34, Generating copyout(a(1:matrixdim,1:matrixdim))
Generating copyin(c(1:matrixdim,1:matrixdim))
Generating copyin(b(1:matrixdim,1:matrixdim))
Generating compute capability 1.3 binary
The first section is telling you how the compiler is copying your data to and from the GPU. The C and B arrays will be copied to the GPU but not back to the host. While A’s values will only be copied back from the GPU.
35, Loop is parallelizable
36, Loop is parallelizable
…
39, Loop carried reuse of ‘a’ prevents parallelization
40, Loop is parallelizable
Here the compiler is telling you the results of it’s dependency analysis. It’s determined that the loops at line 35, 36, and 40 contain no dependencies and are parallelizable. However, if the loop at line 39 were parallelized, multiple threads would be working on the same elements of the A array. Hence, this ‘reuse’ of A prevents the k loop from being parallelized.
Accelerator kernel generated
35, !$acc do parallel, vector(16)
36, !$acc do parallel, vector(16)
CC 1.3 : 6 registers; 24 shared, 80 constant, 0 local memory bytes; 100 occupancy
Here the compiler is telling you that it’s created a kernel using the j loop and the first i loop. In other words, it’s split the j loop into two kernels, one to handle the initialization of A and one to perform the computation.
For the kernel schedule, ‘parallel’ indicates the grid dimension and ‘vector’ describes the block dimension. In this case, you have a variable number 2 dimensional blocks in your grid. The actual number of blocks will be determined at run-time base on the size of the arrays. Each block will be a 16x16 thread block. Each thread will perform the initialization of a single element of A.
Finally, the compiler is giving you the statistics for your kernels. Each are using 6 registers of a multi-processor’s local memory. Each register is 4 bytes, hence you’re using 24 bytes of shared memory. The constant memory contains A’s array descriptor as well as your loop bounds and constant data. A S1070 has 64k of constant memory so the 80 bytes you’re using is fine. Finally, the compiler is show that the occupancy of the loop is at 100%. Occupancy basically indicates the utilization of the GPU. Low occupancy generally means lower performance, though high occupancy does not guarantee high performance.
Accelerator kernel generated
35, !$acc do parallel, vector(16)
39, !$acc do seq
Cached references to size [16x16] block of ‘b’
Cached references to size [16x16] block of ‘c’

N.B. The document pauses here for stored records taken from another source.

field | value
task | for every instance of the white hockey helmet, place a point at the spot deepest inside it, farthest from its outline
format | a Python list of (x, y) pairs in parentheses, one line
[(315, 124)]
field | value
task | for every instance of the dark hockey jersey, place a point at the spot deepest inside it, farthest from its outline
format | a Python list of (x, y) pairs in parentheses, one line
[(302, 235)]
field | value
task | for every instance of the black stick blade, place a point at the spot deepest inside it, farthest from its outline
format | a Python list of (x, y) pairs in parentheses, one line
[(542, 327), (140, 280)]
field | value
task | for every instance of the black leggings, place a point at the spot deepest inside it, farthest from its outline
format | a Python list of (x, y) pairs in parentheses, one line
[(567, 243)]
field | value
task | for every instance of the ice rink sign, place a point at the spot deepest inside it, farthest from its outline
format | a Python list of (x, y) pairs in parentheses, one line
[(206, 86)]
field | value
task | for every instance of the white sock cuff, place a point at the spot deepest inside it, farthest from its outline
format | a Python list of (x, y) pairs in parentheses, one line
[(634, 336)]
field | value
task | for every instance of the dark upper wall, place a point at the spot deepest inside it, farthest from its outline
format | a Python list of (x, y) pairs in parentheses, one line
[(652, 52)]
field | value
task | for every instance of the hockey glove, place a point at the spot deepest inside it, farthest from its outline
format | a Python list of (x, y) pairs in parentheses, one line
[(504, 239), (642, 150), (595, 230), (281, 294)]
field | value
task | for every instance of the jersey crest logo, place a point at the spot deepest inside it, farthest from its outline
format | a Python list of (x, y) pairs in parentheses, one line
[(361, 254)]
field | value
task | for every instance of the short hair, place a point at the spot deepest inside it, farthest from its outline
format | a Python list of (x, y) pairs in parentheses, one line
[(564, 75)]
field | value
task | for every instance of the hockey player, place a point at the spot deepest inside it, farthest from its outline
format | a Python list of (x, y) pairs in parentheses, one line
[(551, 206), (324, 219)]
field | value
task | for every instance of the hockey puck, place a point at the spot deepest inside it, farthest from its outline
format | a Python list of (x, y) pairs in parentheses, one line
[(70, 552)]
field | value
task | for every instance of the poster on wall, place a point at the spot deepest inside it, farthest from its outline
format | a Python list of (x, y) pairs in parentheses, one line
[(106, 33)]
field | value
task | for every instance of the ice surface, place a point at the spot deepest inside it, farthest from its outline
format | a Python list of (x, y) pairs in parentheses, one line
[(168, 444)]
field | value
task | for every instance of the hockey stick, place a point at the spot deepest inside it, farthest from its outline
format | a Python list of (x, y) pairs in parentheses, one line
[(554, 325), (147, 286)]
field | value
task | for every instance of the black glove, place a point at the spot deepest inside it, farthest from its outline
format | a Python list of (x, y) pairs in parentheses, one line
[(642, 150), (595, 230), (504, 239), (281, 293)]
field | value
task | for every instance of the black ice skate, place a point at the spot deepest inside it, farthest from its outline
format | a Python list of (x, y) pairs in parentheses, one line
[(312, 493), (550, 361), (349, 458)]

40, !$acc do parallel, vector(16)
Using register for ‘a’
CC 1.3 : 20 registers; 2072 shared, 92 constant, 0 local memory bytes; 75 occupancy
For the second kernel, the compiler is actually interchanging the k and i loops and uses the same schedule as the first kernel. The k loop is being scheduled sequentially (i.e. seq) due to the reuse of A. In other words, the k loop will be included in the kernel code with each thread executing on the full k loop on it’s element of A.
The cached references of the B and C arrays indicates that the compiler has created a cached 16x16 copy of a portion of the B and C arrays in the multi-processor’s shared memory. Since B and C’s values are reused by each thread and across multiple threads, having a cached copy helps performance since it’s much faster to access shared local memory then the device’s global memory.

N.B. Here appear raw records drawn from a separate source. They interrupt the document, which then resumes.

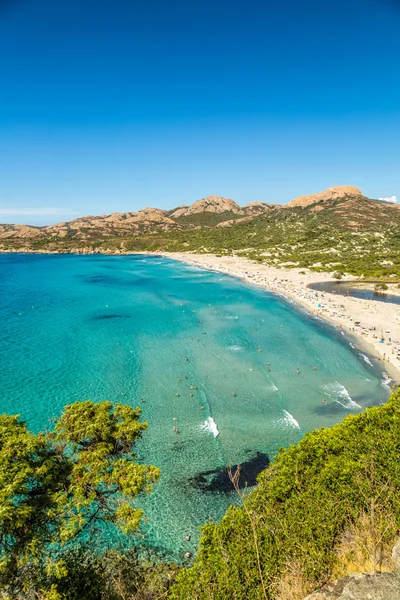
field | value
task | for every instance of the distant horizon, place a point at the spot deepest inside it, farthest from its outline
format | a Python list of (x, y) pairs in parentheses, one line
[(392, 200), (110, 108)]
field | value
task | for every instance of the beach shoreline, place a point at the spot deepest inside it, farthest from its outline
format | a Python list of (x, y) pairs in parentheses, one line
[(377, 320)]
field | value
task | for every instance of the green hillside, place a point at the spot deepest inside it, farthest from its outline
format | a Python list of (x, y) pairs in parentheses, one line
[(325, 507)]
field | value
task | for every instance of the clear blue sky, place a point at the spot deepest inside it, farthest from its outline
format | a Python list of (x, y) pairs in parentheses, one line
[(116, 105)]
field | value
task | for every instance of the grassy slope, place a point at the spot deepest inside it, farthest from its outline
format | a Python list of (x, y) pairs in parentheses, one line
[(314, 496), (352, 234)]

Second: I tried a lot of things, but I couldn’t get it faster. Is it possibile? How?
On my C1060 I get between 93000 and 97000 depending on the array size. The one thing I would check is if you’re including the device initialization time. Do you have a call to acc_init before your timers or are you running the PGI pgcudainit utility in the background on your system?

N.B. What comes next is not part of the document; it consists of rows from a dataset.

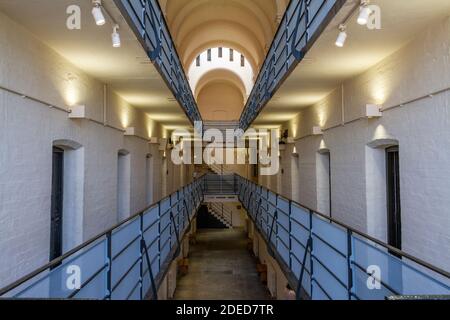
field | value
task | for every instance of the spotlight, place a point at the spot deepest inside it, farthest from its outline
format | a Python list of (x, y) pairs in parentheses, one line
[(97, 12), (340, 41), (116, 37), (364, 13)]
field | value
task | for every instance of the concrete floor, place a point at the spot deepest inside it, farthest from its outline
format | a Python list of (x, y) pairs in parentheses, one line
[(221, 268)]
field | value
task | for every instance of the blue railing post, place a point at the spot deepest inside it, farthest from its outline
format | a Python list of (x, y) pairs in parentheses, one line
[(141, 263), (109, 271), (349, 263), (311, 265)]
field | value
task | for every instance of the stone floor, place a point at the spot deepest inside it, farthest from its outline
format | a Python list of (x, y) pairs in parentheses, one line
[(220, 267)]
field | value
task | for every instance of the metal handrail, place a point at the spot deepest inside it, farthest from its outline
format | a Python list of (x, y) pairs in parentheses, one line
[(168, 64), (269, 80), (365, 236), (59, 260)]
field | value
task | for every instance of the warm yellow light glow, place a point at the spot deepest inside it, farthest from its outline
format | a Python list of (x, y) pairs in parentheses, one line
[(125, 117), (322, 118), (380, 133), (322, 145), (294, 129), (72, 95)]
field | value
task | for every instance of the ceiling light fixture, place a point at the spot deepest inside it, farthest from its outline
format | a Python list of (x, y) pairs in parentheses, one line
[(342, 37), (97, 12), (364, 13), (116, 37)]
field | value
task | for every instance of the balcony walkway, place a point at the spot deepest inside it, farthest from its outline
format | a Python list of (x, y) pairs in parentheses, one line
[(221, 267)]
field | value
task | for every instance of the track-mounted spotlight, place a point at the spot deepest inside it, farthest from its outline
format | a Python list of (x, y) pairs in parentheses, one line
[(364, 13), (116, 37), (342, 37), (97, 12)]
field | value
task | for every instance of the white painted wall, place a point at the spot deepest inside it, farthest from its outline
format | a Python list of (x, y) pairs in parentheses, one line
[(28, 130), (422, 129)]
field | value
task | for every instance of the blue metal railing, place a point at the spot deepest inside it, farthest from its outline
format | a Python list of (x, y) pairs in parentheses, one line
[(301, 25), (147, 20), (126, 262), (332, 261), (329, 259), (214, 184)]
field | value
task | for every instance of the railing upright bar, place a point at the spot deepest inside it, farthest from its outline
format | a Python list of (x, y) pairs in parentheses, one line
[(349, 264), (311, 265), (303, 268), (150, 270), (141, 263), (109, 259)]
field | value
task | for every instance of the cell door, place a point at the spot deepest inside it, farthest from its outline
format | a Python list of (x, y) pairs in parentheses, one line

Third: I did measurements for comparison with CUDA (and OpenCL) and both are better. E.g. with CUDA I get 121622 MFLOPS. Why can PGI Accelerator here be not as fast as CUDA?
Is this CUDA code you wrote? or are you using a CULA or other type of CUDA enabled SGEMM?
If it’s your own code, I would make sure that you’re comparing apples to apples. If I exclude the data transfer time my performance goes to ~101000. If you are including data transfer time, then I’m not sure. It would be interesting if you created one using CUDA Fortran.
If it’s CULA then I would not be surprised. It’s similar to comparing a compiled version of SGEMM versus a hand optimized assembly version such those found in ACML, MKL. GOTOBlas. A highly tuned hand optimized code by many highly skilled engineers over many months, will (at least most of the time) beat what a compiler can do. A compiler must be a more general in it solutions and does not always have as much information that an engineer has.